At the Shibori showroom, we were greeted with much loveliness, including stunning fabrics on the walls and shibori dyed leather…delish!


Pepa and Karen talked us through the basics of shibori and showed us several techniques to try. The most important thing was just to experiment and play with ideas. I don’t think anything that came out of the dye vat wasn’t beautiful!

Such a stinky mess produced such amazingness…

Some of the techniques we learnt:

  • Itajime shibori A “shaped-resist” technique where the fabric is pleated then sandwiched between two pieces of wood, held in place with clamps, rubber bands or string.
  • Arashi shibori or pole-wrapping shibori is where cloth is wrapped on the diagonal around a pole. Then the cloth is bound and scrunched down on the pole. “Arashi” is the Japanese word for storm and the diagonal pattern is suggestive of rain.

Tools of the trade for Itajime and Arashi shibori

I tried several Itajime shibori techniques – you can see how I have sandwiched the pleated fabric between two wooden circles and bound it with multiple rubber bands with the resulting pattern:



My favorite was where I pleated the cloth and attached pegs on both sides.


Here are some more of my shibori experimentations and finished scarf!



A massive thanks to Susan of Measure Twice Cut Once who organised the day. You can check out her shibori post and her amazing pics here

Now to plot how to use my fabric pieces – part of a top, napkins, headscarf??

  • Oh I love love love LOVE the one second from the left in your group shot. Is that the arashi technique? Definitely as part of a top, maybe something like the aime comme Marie minute top – love that pattern for showcasing an amazing print!

    • Thanks Sarah! Unfortunately I didn’t find time to try the Arashi technique but some of the others did with stunning results. I think the one you like is created with pleats and simple clothes pegs. My fave too. I just checked out your version of the aime comme Marie minute top – love it, great idea for fabric showcasing!
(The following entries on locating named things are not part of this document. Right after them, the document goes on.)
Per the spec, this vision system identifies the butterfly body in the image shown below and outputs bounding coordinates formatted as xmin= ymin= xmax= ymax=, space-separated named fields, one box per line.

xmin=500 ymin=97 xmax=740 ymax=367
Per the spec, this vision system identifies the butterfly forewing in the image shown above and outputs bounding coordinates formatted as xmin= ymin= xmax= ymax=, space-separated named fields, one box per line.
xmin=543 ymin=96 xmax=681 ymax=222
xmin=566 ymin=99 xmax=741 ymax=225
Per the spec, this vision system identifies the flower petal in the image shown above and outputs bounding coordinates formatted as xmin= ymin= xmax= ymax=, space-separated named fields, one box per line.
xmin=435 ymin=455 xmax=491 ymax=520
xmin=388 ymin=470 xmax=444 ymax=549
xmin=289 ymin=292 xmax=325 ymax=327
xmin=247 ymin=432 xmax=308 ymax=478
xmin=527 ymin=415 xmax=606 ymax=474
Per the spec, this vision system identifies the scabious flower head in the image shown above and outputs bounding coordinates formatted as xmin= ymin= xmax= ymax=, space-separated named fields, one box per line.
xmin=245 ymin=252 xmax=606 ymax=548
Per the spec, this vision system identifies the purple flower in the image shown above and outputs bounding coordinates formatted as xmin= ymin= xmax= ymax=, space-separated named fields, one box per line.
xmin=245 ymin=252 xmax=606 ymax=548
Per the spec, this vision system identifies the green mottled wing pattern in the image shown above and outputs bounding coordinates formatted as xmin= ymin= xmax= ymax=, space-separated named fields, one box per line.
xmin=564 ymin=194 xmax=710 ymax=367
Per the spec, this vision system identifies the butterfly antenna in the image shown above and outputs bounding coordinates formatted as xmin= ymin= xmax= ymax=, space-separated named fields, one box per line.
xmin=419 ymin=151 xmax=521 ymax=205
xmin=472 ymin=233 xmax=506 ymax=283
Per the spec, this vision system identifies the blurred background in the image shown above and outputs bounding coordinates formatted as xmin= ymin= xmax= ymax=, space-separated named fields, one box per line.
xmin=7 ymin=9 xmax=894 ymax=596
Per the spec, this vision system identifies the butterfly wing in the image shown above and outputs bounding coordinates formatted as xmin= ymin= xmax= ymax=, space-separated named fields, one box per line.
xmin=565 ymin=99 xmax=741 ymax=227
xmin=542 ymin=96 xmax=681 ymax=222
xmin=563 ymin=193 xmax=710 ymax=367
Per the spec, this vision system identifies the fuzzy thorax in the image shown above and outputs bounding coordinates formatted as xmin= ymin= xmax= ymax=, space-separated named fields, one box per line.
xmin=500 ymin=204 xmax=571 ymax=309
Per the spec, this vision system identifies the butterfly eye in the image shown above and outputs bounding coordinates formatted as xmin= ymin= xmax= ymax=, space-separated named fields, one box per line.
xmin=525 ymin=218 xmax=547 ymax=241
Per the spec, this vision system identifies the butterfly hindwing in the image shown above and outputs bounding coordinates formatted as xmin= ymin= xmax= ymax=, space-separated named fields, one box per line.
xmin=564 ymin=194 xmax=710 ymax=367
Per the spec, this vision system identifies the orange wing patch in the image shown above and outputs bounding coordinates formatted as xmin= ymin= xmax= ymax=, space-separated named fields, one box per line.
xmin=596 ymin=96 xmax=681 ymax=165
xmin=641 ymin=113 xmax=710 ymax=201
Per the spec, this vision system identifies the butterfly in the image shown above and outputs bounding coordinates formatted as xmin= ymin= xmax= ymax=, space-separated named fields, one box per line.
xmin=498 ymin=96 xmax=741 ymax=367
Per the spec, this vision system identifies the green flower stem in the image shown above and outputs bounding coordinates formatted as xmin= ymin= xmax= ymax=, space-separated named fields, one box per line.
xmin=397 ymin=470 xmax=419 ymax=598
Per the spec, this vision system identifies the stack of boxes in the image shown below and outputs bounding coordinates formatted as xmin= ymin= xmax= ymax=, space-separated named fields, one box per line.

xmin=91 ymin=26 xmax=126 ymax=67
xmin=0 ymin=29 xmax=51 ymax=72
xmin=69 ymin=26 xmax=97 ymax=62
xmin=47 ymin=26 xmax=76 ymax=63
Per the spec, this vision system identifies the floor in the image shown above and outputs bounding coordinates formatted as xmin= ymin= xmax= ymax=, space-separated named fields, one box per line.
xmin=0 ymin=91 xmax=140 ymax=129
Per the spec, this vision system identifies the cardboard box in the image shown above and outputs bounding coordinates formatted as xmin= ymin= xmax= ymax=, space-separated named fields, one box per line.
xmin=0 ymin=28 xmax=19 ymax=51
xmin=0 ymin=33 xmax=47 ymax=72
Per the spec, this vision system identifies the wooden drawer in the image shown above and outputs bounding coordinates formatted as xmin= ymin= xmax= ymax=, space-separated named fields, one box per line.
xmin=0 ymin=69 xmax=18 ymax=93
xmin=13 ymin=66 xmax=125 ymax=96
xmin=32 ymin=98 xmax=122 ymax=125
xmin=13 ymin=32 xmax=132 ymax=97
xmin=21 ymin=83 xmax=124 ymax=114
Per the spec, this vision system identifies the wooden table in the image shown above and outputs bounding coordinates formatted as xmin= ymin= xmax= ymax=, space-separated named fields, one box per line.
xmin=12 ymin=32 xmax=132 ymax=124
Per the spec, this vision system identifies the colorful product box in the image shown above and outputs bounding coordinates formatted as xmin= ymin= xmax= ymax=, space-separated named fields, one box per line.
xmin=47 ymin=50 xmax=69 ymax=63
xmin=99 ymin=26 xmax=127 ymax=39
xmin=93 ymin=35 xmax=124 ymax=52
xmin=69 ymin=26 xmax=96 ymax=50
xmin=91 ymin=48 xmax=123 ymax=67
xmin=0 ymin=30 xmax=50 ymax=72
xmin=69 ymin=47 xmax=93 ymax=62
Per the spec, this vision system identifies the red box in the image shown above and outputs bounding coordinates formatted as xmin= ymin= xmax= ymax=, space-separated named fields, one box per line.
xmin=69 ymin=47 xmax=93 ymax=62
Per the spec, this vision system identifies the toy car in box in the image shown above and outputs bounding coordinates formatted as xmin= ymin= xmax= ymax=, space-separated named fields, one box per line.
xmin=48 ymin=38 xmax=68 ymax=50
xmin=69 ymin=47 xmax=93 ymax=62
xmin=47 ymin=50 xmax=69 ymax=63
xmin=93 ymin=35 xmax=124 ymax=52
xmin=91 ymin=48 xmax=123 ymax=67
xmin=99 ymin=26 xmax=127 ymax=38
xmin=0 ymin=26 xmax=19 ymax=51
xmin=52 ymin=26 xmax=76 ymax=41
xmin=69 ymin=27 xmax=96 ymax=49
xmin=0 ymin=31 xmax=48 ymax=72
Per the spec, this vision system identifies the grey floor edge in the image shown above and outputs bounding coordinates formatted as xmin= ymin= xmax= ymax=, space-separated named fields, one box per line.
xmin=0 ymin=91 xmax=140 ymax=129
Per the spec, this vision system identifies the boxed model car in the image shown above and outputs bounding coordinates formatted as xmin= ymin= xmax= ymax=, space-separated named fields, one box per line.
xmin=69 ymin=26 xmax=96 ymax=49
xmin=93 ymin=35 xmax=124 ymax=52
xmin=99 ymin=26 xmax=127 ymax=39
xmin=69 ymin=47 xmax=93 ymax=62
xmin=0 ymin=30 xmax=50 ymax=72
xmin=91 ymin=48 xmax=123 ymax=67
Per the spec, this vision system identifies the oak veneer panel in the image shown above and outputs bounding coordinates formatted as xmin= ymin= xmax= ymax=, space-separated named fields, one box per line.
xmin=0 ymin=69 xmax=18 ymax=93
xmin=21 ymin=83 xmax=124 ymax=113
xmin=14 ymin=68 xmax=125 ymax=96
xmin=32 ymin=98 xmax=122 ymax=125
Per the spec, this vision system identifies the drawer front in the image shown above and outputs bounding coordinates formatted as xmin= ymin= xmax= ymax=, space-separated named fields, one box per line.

  • Your pieces look so awesome! We really should arrange more workshops, don’t you think?

    • Thanks Christy – A resounding yes to more workshops!

  • This is some of the loveliest shibori I’ve seen around! I think the pleated piece is my favorite, too.

    • Thanks! You should have seen some of the girls who did lengths of silk – amazing.

  • Melanie Y (Miss Piggy)

    This was such a fun day…but I do wish I’d brought some fabric along to dye…for some reason I thought we got a big piece as part of the class so I didn’t bother! I want to Shibori everything now…though I’m still not sure what to do with my little pieces.

    • It was wasn’t it? I made the same mistake as you, so wish I had brought something extra. There’s always the opportunity for another shibori day though!

  • Oh wow, that peg one is just divine!

    • Thanks Kirsty – it was my favorite too. Beauty from the humble clothes peg, who would have thought it!

  • This is so cool! I’ve been looking into rganising a shivering workshop for the Brisbane bloggers. This just makes me even more excited for it.

    • Thanks! You should definitely organise a shibori workshop with the Brisbane bloggers. Not only do you walk away with some lovely fabric, it’s also a load of fun hanging out and getting hands on with fellow fabric enthusiasts!

  • Cath Laird

    I have been longing to do this. The prints are gorgeous!